Boston Scientific to Acquire Penumbra, Expanding Cardiovascular Portfolio
In a significant move within the medical technology sector, Boston Scientific Corporation has announced a definitive agreement to acquire Penumbra, Inc. for a cash and stock transaction that values Penumbra at $374 per share, amounting to an enterprise value of approximately $14.5 billion. This acquisition is poised to enhance Boston Scientific’s portfolio in the cardiovascular domain, particularly in addressing the rising prevalence of vascular diseases.
The announcement was made on January 15, 2026, with Boston Scientific’s CEO, Mike Mahoney, expressing enthusiasm about the acquisition. He highlighted Penumbra’s established reputation and innovative capabilities in the vascular space, which will allow Boston Scientific to enter fast-growing segments such as mechanical thrombectomy and neurovascular treatments. Mahoney stated, “The addition of Penumbra can expand access for these novel technologies to more patients and customers around the world, further enhancing our revenue and margins over time.”
Cardiovascular diseases remain the leading cause of death globally, affecting millions and often leading to severe complications. Penumbra has developed a robust portfolio of devices designed to treat various conditions, including pulmonary embolism, stroke, and deep vein thrombosis. Notable products include the Lightning Bolt® and Lightning Flash® systems, which are designed for mechanical thrombectomy procedures to effectively remove blood clots from the body.
Adam Elsesser, Penumbra’s CEO, echoed the sentiment of shared values and innovation, emphasizing the company’s commitment to transforming patient care through advanced medical technologies. The merger aims to combine the strengths of both organizations to enhance treatment options for patients suffering from complex vascular conditions.
Financially, Penumbra has demonstrated impressive growth, with expected fourth-quarter revenue growth of approximately 21.4% to 22.0% and a projected full-year revenue of around $1.4 billion for 2025. This growth trajectory underscores the potential benefits of the acquisition for Boston Scientific as it seeks to broaden its market presence.

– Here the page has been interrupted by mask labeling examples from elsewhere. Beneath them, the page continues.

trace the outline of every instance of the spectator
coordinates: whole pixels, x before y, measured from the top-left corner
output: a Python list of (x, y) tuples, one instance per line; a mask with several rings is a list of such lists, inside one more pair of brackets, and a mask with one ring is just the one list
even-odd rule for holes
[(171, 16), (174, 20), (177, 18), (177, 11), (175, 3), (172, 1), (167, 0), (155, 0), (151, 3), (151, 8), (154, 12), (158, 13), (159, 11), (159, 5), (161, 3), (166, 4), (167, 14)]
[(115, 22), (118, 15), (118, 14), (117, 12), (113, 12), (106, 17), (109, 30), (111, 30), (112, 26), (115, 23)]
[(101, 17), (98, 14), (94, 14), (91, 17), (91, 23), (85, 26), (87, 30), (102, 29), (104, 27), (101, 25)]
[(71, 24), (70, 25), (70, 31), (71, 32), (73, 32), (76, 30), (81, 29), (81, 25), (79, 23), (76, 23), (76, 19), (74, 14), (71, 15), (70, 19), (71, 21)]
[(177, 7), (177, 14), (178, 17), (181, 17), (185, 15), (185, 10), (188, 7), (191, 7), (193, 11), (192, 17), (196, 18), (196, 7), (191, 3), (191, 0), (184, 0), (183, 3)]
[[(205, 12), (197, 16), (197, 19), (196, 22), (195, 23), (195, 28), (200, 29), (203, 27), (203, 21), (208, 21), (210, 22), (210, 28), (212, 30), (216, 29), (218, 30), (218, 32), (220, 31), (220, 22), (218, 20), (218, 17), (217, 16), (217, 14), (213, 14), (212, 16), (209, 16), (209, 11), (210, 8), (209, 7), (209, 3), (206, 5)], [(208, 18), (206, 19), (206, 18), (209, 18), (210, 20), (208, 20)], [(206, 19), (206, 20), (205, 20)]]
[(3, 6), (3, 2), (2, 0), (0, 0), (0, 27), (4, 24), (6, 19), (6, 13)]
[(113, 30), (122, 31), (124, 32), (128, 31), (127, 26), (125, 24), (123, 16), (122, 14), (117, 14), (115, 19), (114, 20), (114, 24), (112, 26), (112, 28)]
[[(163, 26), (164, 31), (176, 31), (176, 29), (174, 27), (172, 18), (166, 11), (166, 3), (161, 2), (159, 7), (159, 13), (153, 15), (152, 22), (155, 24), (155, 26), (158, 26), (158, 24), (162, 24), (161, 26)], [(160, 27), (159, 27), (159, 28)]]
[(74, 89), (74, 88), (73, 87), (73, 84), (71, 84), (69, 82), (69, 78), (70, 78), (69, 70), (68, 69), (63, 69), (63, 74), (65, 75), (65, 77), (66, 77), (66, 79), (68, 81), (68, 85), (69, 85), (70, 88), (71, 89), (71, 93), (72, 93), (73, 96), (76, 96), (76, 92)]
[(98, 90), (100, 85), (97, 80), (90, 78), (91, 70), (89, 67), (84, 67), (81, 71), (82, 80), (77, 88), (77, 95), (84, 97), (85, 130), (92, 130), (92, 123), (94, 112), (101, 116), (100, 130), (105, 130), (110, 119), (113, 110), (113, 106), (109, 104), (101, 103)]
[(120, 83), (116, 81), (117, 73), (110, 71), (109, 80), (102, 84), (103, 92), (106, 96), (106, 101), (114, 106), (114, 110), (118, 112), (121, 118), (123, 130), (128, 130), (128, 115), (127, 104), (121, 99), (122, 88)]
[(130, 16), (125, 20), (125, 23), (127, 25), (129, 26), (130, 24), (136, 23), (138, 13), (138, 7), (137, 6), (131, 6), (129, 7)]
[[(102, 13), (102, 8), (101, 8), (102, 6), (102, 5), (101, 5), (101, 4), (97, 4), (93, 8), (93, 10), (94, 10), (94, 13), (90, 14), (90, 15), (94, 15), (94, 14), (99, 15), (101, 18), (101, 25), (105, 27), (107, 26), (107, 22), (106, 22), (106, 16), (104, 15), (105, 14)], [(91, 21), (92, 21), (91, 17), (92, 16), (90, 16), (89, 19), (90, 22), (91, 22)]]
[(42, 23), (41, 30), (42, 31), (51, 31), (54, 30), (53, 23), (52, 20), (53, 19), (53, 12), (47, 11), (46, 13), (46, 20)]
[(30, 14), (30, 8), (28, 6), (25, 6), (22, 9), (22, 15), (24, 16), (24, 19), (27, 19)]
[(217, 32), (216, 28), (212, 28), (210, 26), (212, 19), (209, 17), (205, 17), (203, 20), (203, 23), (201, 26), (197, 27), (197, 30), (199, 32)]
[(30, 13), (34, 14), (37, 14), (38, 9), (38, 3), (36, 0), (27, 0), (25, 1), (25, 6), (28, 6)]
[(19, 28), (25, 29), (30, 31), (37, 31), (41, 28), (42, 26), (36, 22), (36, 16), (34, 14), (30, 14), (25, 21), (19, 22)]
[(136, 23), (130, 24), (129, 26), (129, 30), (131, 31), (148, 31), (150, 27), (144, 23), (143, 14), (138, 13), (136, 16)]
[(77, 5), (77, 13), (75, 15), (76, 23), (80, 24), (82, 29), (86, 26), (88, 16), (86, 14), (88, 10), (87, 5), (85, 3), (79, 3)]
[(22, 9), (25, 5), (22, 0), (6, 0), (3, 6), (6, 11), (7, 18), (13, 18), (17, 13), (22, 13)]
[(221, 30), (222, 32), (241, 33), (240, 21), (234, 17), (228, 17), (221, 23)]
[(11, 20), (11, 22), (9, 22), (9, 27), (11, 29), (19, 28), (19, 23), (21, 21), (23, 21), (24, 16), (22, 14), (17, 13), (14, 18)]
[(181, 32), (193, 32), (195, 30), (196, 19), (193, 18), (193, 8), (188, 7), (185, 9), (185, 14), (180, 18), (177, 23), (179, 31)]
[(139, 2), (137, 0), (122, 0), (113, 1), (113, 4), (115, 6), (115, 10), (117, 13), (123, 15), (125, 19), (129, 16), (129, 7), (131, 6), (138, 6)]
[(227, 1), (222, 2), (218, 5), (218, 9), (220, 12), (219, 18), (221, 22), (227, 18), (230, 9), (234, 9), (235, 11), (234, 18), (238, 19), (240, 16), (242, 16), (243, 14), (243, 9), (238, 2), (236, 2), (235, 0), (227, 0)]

Under the terms of the acquisition agreement, Penumbra stockholders will have the option to receive either cash or shares of Boston Scientific common stock, with the total transaction consideration comprising approximately 73% in cash and 27% in stock. Boston Scientific plans to finance the cash portion of the transaction through existing cash reserves and new debt, with expectations of the acquisition being dilutive to adjusted earnings per share in the first year but becoming neutral or slightly accretive in the following years.
The acquisition is subject to Penumbra’s stockholder approval and other customary closing conditions, with an anticipated completion date in 2026. Boston Scientific will further discuss the details of the transaction in a conference call scheduled for January 16, 2026, at 8:00 a.m. ET.
This acquisition marks a strategic expansion for Boston Scientific, positioning the company to better address the growing challenges posed by cardiovascular diseases and to leverage Penumbra’s innovative technologies to improve patient outcomes globally.